Following a trial, the district court found for the plaintiff charities:

[T]he District Court held that disclosure of Schedule Bs was not narrowly tailored to the State’s interest in investigating charitable misconduct. The court found little evidence that the Attorney General’s investigators relied on Schedule Bs to detect charitable fraud, and it determined that the disclosure regime burdened the associational rights of donors. The District Court also found that California was unable to ensure the confidentiality of donors’ information.

This, of course, was the point. It was generally assumed that Harris wanted to know the identities of donors to conservative organizations so that they could be harassed by various California agencies, or so that their identities could be leaked in order for them to be “canceled” by left-wing activists.

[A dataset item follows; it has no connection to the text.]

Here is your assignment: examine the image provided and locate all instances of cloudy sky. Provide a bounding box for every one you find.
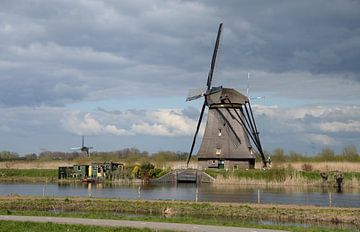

In both cases, the court found that the petitioners had suffered from threats and harassment in the past, and that donors were likely to face similar retaliation in the future if their affiliations became publicly known.

The Supreme Court has long recognized that forced disclosure of association with a group can chill First Amendment rights. The seminal case was NAACP v. Alabama ex rel. Patterson:

We have also noted that “[i]t is hardly a novel perception that compelled disclosure of affiliation with groups engaged in advocacy may constitute as effective a restraint on freedom of association as [other] forms of governmental action.” NAACP v. Alabama ex rel. Patterson, 357 U. S. 449, 462 (1958).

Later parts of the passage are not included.